Most service members and Defense Department civilians have received their first paychecks with a higher take-home total, thanks to a temporary payroll tax deferral plan rolled out by the White House.
The checks went out Tuesday even as the Pentagon advised troops to "plan ahead" for when it all has to be paid back starting Jan. 1.
Unlike for the private sector and state governments, participation in payroll tax deferral, which currently devotes 6.2% of paychecks to the Social Security trust fund, is mandatory for service members, DoD civilians and the entire federal workforce.
Congress has also declined to participate in the plan.

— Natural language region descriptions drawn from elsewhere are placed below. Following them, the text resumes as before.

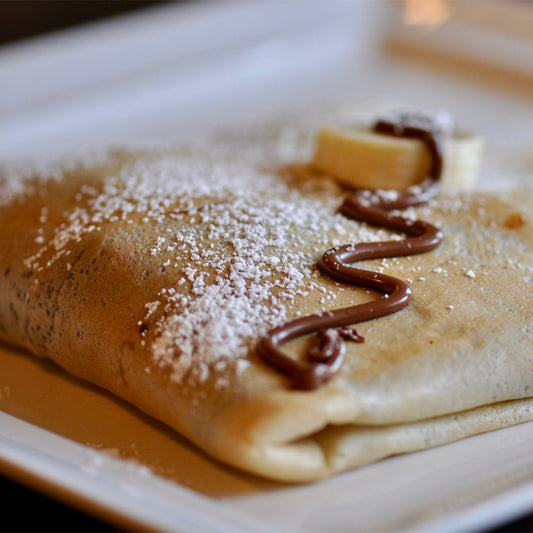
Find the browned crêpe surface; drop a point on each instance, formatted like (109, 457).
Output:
(153, 276)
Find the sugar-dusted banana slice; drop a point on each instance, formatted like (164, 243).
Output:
(361, 158)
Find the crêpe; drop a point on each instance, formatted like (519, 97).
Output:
(153, 274)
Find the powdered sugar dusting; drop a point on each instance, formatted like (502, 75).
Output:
(237, 244)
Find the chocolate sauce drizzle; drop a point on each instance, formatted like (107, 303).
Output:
(326, 351)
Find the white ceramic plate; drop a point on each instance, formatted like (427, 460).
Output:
(176, 71)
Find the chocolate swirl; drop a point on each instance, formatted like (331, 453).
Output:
(326, 352)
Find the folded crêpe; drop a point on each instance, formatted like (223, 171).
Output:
(153, 274)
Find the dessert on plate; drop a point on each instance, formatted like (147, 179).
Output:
(274, 298)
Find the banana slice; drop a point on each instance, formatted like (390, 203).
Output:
(361, 158)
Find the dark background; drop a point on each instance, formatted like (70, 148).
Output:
(21, 19)
(23, 509)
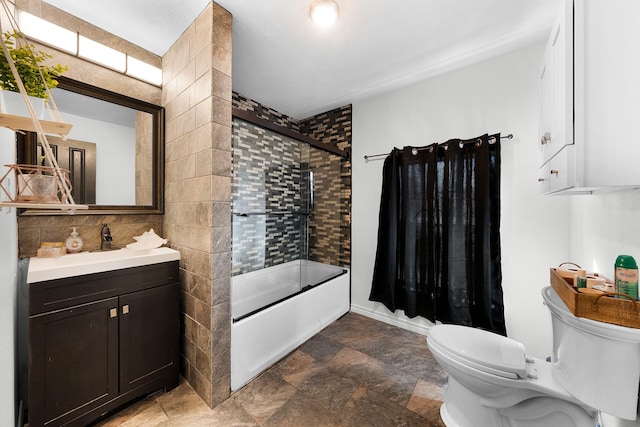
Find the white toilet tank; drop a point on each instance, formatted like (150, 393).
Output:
(597, 362)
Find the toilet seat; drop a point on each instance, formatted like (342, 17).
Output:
(482, 350)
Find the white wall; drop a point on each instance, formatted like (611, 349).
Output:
(497, 95)
(8, 286)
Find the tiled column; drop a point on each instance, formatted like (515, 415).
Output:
(197, 96)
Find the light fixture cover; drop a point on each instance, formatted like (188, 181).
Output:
(324, 12)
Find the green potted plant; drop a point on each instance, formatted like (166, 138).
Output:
(29, 61)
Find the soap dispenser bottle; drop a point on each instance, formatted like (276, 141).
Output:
(74, 242)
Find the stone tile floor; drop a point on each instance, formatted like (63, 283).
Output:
(356, 372)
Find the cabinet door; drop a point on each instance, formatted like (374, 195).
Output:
(149, 336)
(73, 361)
(556, 87)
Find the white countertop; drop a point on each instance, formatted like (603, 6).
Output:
(41, 269)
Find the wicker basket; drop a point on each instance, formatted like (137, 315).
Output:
(619, 309)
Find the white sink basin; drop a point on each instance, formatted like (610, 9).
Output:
(41, 269)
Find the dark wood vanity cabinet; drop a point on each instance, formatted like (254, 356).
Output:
(101, 340)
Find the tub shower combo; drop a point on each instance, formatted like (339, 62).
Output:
(287, 283)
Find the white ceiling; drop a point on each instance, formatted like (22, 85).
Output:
(283, 61)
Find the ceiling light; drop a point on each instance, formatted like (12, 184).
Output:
(324, 12)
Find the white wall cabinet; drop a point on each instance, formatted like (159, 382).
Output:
(590, 99)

The DoD guidance said that the plan would "temporarily defer the withholding of Social Security taxes for certain individuals beginning September 1, 2020, through December 31, 2020." The program was created through an Aug. 8 executive order from President Donald Trump.
The plan applies to service members whose monthly basic pay rate is less than $8,666.66.
While those participating in the deferral will have temporary access to more cash, critics warn that the payback requirement -- plus the resumption of the standard $6.2% Social Security tax withholding -- will feel like a 12% pay cut in January.
"The Department is providing information to service members so that they know why their take-home pay will increase during the last four months of 2020 and so that they can plan ahead the withholding of the deferred taxes during the first four months of 2021," DoD officials said in guidance.
In a Twitter post Sept. 11, Trump said that he would forgive repayment if he is re-elected, without mentioning that legislation from Congress that would be needed to do so.
"When we win I, as your President, will totally forgive ALL deferred payroll taxes with money from the General Fund. I will ALWAYS protect Seniors and your Social Security! Sleepy Joe Biden will do the opposite, he will raise your taxes and DESTROY our Country," Trump said.
Michael Rigas, acting deputy director at the Office of Management and Budget, said in a memo sent the same day that "the president and the administration continue to advocate for Congressional action to make the payroll tax deferral permanent."
Rep. Kevin Brady of Texas, the top Republican on the House Ways & Means Committee, this month introduced the "Support for Workers, Families, and Social Security Act" to forgive the deferred payroll taxes, and called on Democrats for support.